Cops secretly kept Brady victim’s body parts for 30 years
MOORS MURDERS OUTRAGE
PARTS of Moors Murder victim Pauline Reade’s body were stashed by police for 30 years without her family knowing.
They came to light after killer Ian Brady’s death in May. Pauline’s niece Jackie Reade said: “I am disgusted part of her was kept like this.”
WHEN Pauline Reade’s family finally laid her to rest, 24 years after she fell victim to the Moors Murderers, they felt they had some closure.
But the discovery that police have kept parts of her body since that moment in 1987 has sparked fresh heartache.
And now they face another four gruelling funerals as they prepare to exhume Pauline, her parents Amos and Joan, and her brother Paul to enable them to bury the jawbone and hair of the 16-year-old with her other remains.
The parts were discovered at Leeds University in a police audit after the death of evil murderer Ian Brady in May.

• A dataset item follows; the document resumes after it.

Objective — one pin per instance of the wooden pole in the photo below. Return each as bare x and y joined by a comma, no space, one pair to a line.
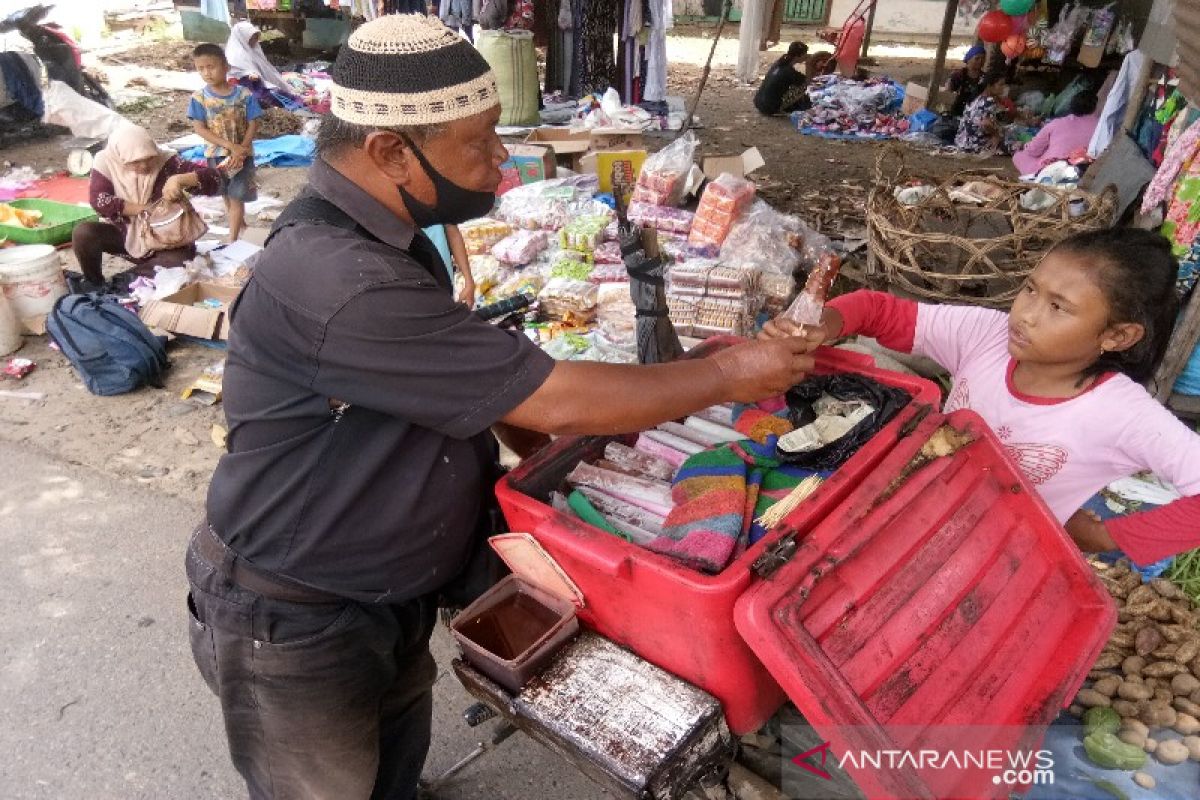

Pauline’s niece Jackie Reade, from Wythenshawe, Manchester, was told about it in a police phone call in August.
She told the Manchester Evening News: “They said they had ‘stumbled’ across some stuff. I thought it would be Pauline’s gold necklace.
ANGRY
“It was a piece of her jawbone. I couldn’t believe it. It was heartbreaking. We thought she was all there together.
“It should not have been separated. This family has been through enough. It brought it all back. I feel angry.”

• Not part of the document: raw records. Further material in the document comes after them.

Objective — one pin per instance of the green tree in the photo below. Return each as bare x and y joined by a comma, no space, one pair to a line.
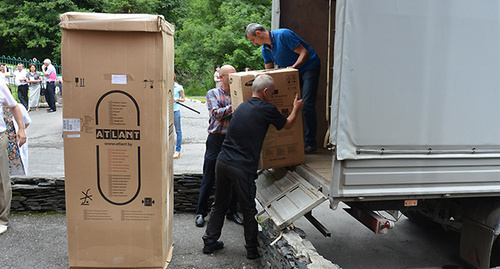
213,32
208,32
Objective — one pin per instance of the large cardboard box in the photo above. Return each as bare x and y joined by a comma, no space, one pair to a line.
284,147
118,133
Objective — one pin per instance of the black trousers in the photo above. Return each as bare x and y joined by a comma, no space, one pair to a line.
244,183
22,94
213,147
50,95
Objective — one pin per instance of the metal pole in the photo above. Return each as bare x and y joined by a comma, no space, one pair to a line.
188,107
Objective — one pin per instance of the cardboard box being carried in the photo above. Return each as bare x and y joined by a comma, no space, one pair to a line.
284,147
118,131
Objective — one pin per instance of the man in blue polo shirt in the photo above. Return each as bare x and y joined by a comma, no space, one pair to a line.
285,48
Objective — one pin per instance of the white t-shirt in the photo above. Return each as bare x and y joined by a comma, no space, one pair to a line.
7,99
4,77
19,75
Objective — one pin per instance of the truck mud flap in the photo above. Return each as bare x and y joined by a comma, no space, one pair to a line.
284,196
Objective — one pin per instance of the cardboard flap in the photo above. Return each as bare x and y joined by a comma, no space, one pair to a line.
115,22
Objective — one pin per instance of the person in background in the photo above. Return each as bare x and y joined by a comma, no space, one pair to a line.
4,74
49,71
238,161
178,97
34,84
217,79
287,49
18,155
22,85
220,112
6,99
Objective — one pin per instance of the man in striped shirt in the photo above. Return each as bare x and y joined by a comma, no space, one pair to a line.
220,111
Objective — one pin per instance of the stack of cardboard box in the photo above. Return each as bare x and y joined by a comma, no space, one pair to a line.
284,147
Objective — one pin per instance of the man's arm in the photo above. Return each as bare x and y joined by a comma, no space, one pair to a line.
303,56
297,106
215,109
18,116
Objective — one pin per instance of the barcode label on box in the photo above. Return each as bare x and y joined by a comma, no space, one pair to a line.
118,79
71,125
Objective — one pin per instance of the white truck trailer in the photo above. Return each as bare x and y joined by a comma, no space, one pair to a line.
413,118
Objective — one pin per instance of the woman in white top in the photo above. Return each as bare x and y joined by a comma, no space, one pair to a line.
34,82
4,74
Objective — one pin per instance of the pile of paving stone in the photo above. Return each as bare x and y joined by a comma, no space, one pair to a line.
36,195
289,249
42,194
186,191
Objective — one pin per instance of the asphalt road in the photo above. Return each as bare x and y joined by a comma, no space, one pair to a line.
40,240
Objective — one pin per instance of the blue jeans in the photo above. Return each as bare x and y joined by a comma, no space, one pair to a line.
309,84
178,131
50,95
213,147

Jackie, 44, was not born when Pauline disappeared in July 1963 but was 13 when she was found on Saddleworth Moor. She will now have to apply for four licences to rebury her relatives, all in the same family plot at Gorton.

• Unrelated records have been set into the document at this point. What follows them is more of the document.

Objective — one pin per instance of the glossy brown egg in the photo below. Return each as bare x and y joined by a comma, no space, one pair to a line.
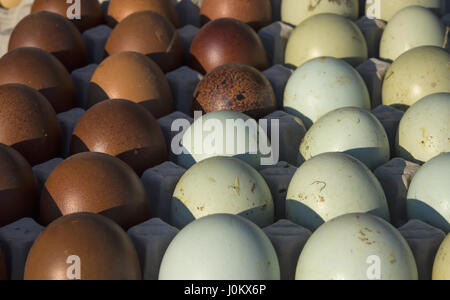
91,11
256,13
235,87
225,41
150,34
53,33
28,123
97,183
123,129
18,197
83,246
134,77
41,71
119,10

Her solicitor Peter Hall said: “There has been no explanation or apology from police.” Greater Manchester Police said: “We recently became aware that human tissue belonging to Pauline Reade had been stored in external premises on behalf of GMP. The samples had been kept for investigative purposes.
“We contacted Pauline’s family to make arrangements so the samples could be laid to rest.
“This is a deeply sensitive matter and understandably it has caused some upset with the family.
“However, we felt contacting them was the right thing to do and we have given them a number of options, all of which GMP will pay for.”